A more poignant example, perhaps, is that modern offices have proven to be such hot sexual environments. Aside from the occasional potted plant, the only creatures in offices with which it is possible to experience anything are other humans. With all other organic life absent and with the senses deprived of most possibilities for human experience, the occasional body which passes the desk becomes an especially potent sensual event, the only way out of the condition of suspended experience, and the only way to experience oneself as alive. In fact, the confinement of human beings within artificial environments may be a partial explanation of our new culturewide obsession with and focus on sex.
I have been speaking mainly of cities. This has only been because their effects are most obvious. I don't want to create the impression that suburbs, retirement communities, recreational communities and the like offer any greater access to a wider range of experience.

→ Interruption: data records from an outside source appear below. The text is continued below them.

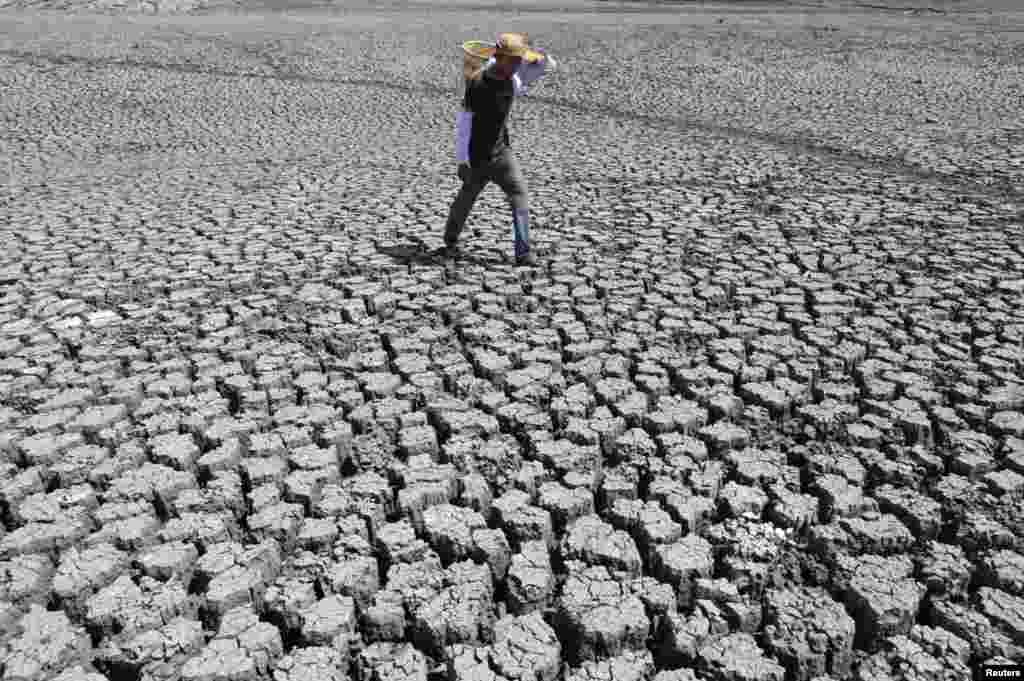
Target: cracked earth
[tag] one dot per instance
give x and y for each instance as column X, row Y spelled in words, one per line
column 757, row 415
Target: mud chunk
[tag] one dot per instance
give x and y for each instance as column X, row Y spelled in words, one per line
column 598, row 616
column 317, row 663
column 630, row 666
column 809, row 633
column 398, row 544
column 1005, row 610
column 46, row 644
column 330, row 623
column 1003, row 569
column 922, row 514
column 944, row 569
column 884, row 535
column 243, row 648
column 882, row 597
column 450, row 530
column 530, row 580
column 940, row 642
column 391, row 662
column 978, row 531
column 353, row 576
column 286, row 602
column 564, row 505
column 594, row 542
column 175, row 559
column 900, row 652
column 693, row 512
column 127, row 608
column 522, row 521
column 281, row 522
column 461, row 612
column 793, row 510
column 525, row 648
column 647, row 522
column 417, row 583
column 739, row 499
column 200, row 528
column 491, row 547
column 682, row 563
column 157, row 653
column 384, row 618
column 984, row 638
column 737, row 656
column 26, row 580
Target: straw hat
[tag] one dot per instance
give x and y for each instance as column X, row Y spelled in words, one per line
column 476, row 52
column 511, row 44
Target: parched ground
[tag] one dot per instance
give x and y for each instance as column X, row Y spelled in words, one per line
column 758, row 414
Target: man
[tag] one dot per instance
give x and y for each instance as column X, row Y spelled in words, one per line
column 482, row 146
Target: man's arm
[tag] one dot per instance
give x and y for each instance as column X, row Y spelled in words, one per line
column 464, row 126
column 530, row 72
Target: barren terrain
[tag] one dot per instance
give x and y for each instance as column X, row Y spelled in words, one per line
column 758, row 414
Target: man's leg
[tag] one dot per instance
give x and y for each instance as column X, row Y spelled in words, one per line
column 508, row 175
column 463, row 204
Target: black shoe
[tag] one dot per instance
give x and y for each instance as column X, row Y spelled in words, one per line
column 449, row 251
column 525, row 260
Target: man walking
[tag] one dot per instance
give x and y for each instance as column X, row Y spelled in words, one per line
column 482, row 147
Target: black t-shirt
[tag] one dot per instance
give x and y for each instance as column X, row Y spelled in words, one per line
column 491, row 100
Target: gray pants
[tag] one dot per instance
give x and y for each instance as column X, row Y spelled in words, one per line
column 504, row 171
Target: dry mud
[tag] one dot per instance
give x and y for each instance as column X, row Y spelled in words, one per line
column 757, row 415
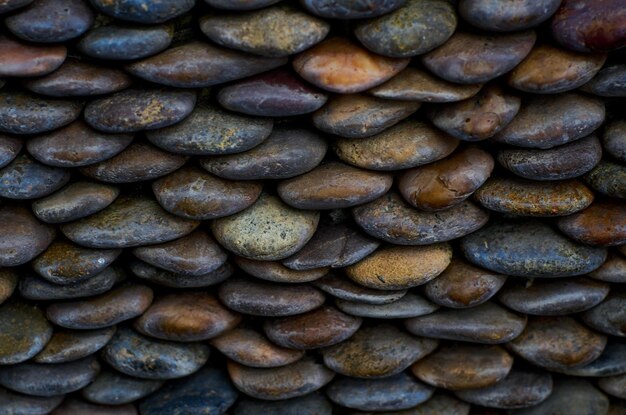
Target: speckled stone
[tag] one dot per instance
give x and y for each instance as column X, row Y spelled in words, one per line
column 462, row 285
column 200, row 64
column 343, row 66
column 66, row 263
column 377, row 352
column 277, row 31
column 548, row 121
column 464, row 366
column 70, row 345
column 394, row 393
column 139, row 356
column 550, row 70
column 23, row 113
column 479, row 117
column 134, row 110
column 128, row 222
column 125, row 42
column 290, row 381
column 469, row 58
column 261, row 298
column 553, row 297
column 499, row 16
column 185, row 317
column 393, row 220
column 415, row 28
column 323, row 327
column 558, row 163
column 286, row 153
column 267, row 230
column 43, row 379
column 487, row 323
column 414, row 84
column 446, row 183
column 558, row 342
column 22, row 237
column 405, row 145
column 206, row 392
column 251, row 348
column 529, row 249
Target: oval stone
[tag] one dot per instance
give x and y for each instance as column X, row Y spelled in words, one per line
column 128, row 222
column 186, row 317
column 557, row 163
column 139, row 109
column 529, row 249
column 276, row 31
column 286, row 153
column 415, row 28
column 464, row 366
column 469, row 58
column 268, row 230
column 200, row 64
column 139, row 356
column 408, row 144
column 342, row 66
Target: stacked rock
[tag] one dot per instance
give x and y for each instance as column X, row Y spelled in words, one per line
column 321, row 207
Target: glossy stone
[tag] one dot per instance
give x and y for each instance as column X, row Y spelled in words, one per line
column 529, row 249
column 473, row 58
column 558, row 163
column 185, row 317
column 200, row 64
column 550, row 70
column 548, row 121
column 478, row 117
column 134, row 110
column 331, row 65
column 464, row 366
column 261, row 298
column 278, row 93
column 127, row 222
column 139, row 356
column 487, row 323
column 553, row 297
column 286, row 153
column 277, row 31
column 325, row 326
column 405, row 145
column 250, row 348
column 462, row 285
column 415, row 28
column 267, row 230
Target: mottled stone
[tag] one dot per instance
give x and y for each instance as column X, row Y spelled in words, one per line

Those places do have large trees, for example, and more small animals. The sky is more visible, without giant buildings to alter the view. But in most ways, suburban-type environments reveal less of natural processes than cities do. Cities, at least, offer a critical ingredient of the natural world, diversity, albeit a diversity that is confined to only human life forms. It does not nearly approach the complexity of any acre of an ordinary forest.
In suburbs the totality of experience is plotted in advance and then marketed on the basis of the plan. "We will have everything to serve the recreational needs of your family: playgrounds, ball fields, a golf course, tennis courts, bowling alleys and picnic grounds." This, plus a front lawn, a back lawn, two large trees, and an attentive police force makes up the total package. Human beings then live inside that package.
Places formerly as diverse as forest, desert, marsh, plain and mountain have been unified into suburban tracts. The human senses, seeking outward for knowledge and stimulation, find only what has been prearranged by other humans.
In many ways the same can be said of rural environments. Land which once supported hundreds of varieties of plant and animal life has been transformed by agribusinesses. Insect life has been largely eliminated by massive spraying. For hundreds of square miles, the only living things are artichokes or tomatoes laid out in straight rows. The child seeking to know how nature works finds only spray planes, automated threshers, and miles of rows of a single crop.